While there is no new code in place to use the ValidationSummary control (the runtime will automatically place error messages inside the control for us), there is some new code. First, you’ll notice we now have a drop down control for the user to select the employee’s manager. During the Page_Load method we will call another method to populate the drop down with a list of employees in the database. While this behavior seems unrelated to validation, it is another good example of the data binding capability of web form controls, and offers an example of how we can help the user avoid validation errors by forcing a selection from a list of good values. The method to bind the data to the drop down list is shown below.

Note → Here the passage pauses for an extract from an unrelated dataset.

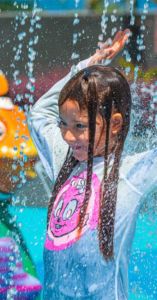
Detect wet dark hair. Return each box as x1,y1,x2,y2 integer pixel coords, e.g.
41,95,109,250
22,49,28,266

private void BindReportToDropDown()
{
    SqlCommand sqlCommand = new SqlCommand();
    sqlCommand.CommandText = 
               "SELECT EmployeeId, " +
                     "Firstname + ' ' + Lastname As Name " +
               "FROM Employees";

    sqlConnection1.Open();
    sqlCommand.Connection = sqlConnection1;
    SqlDataReader sqlDataReader = sqlCommand.ExecuteReader();

    ReportsToDropDownList.DataSource = sqlDataReader;
    ReportsToDropDownList.DataTextField = "Name";
    ReportsToDropDownList.DataValueField = "EmployeeId";
    ReportsToDropDownList.DataBind();
            
    sqlDataReader.Close();
    sqlConnection1.Close();
}

Notice we can set a display field (DataTextField) and a value field (DataValueField). This distinction becomes useful when we examine the new code to insert an employee record into the database. The code will need to extract the EmployeeId of the selected manager to generate the correct insert statement, and this technique allows us to easily pull the EmployeeId using the value field of the selected item. The following code shows the event handler invoked when the user clicks the Submit button on the form.

private void SubmitButton_Click(object sender, System.EventArgs e)
{
    if(Page.IsValid)
    {
        SqlCommand sqlCommand  = new SqlCommand();
        sqlCommand.CommandText = 
            "INSERT INTO Employees( " +
         "FirstName, LastName, HireDate, BirthDate, ReportsTo, “ + 
              “PhotoPath) " +
          "VALUES(@FirstName, @LastName, @HireDate, @BirthDate, “ +
              “@ReportsTo, @PhotoURL)";

        sqlCommand.Parameters.Add("@FirstName", FirstNameTextBox.Text);
        sqlCommand.Parameters.Add("@LastName", LastNameTextBox.Text);
        sqlCommand.Parameters.Add("@HireDate", HireDateTextBox.Text);
        sqlCommand.Parameters.Add("@BirthDate", BirthDateTextBox.Text);
        sqlCommand.Parameters.Add("@ReportsTo",
                           ReportsToDropDownList.SelectedItem.Value);
        sqlCommand.Parameters.Add("@PhotoURL", PhotoURLTextBox.Text);

        sqlConnection1.Open();
        sqlCommand.Connection = sqlConnection1;
        sqlCommand.ExecuteNonQuery();
        sqlConnection1.Close();

        ClearFields();
    }
}

If we launch the form and click Submit without entering any values, we should see the following display. All of the validation errors appear in the validation summary, but unfortunately there is no indication of which fields have produced the errors. This will place the burden on the user to find the input controls with the invalid values. In the next section we will try to improve the error feedback.

Using In-Line and Summary Errors

All validation controls have an additional property named Text. When there is no ValidationSummary control present on a Form, the runtime will use the Text property to display an error message on the form. However, when a ValidationSummary control is present, the ErrorMessage text displays in the ValidationSummary area while the Text property still displays in-line where the validation control exists on the form. We can use this behavior to draw attention to the input controls failing validation.

To demonstrate this behavior we need to switch all of the validation controls Display properties back to a Static or Dynamic display, and set the Text property of each control to display an asterisk (*). The design view for the form now looks like the following screen capture.

Summary

Providing feedback to data entry errors is an important feature. Web applications are a special case, because validation happens on the client and the server. The validation controls in ASP.NET allow you to perform these validations and customize the logic for special cases.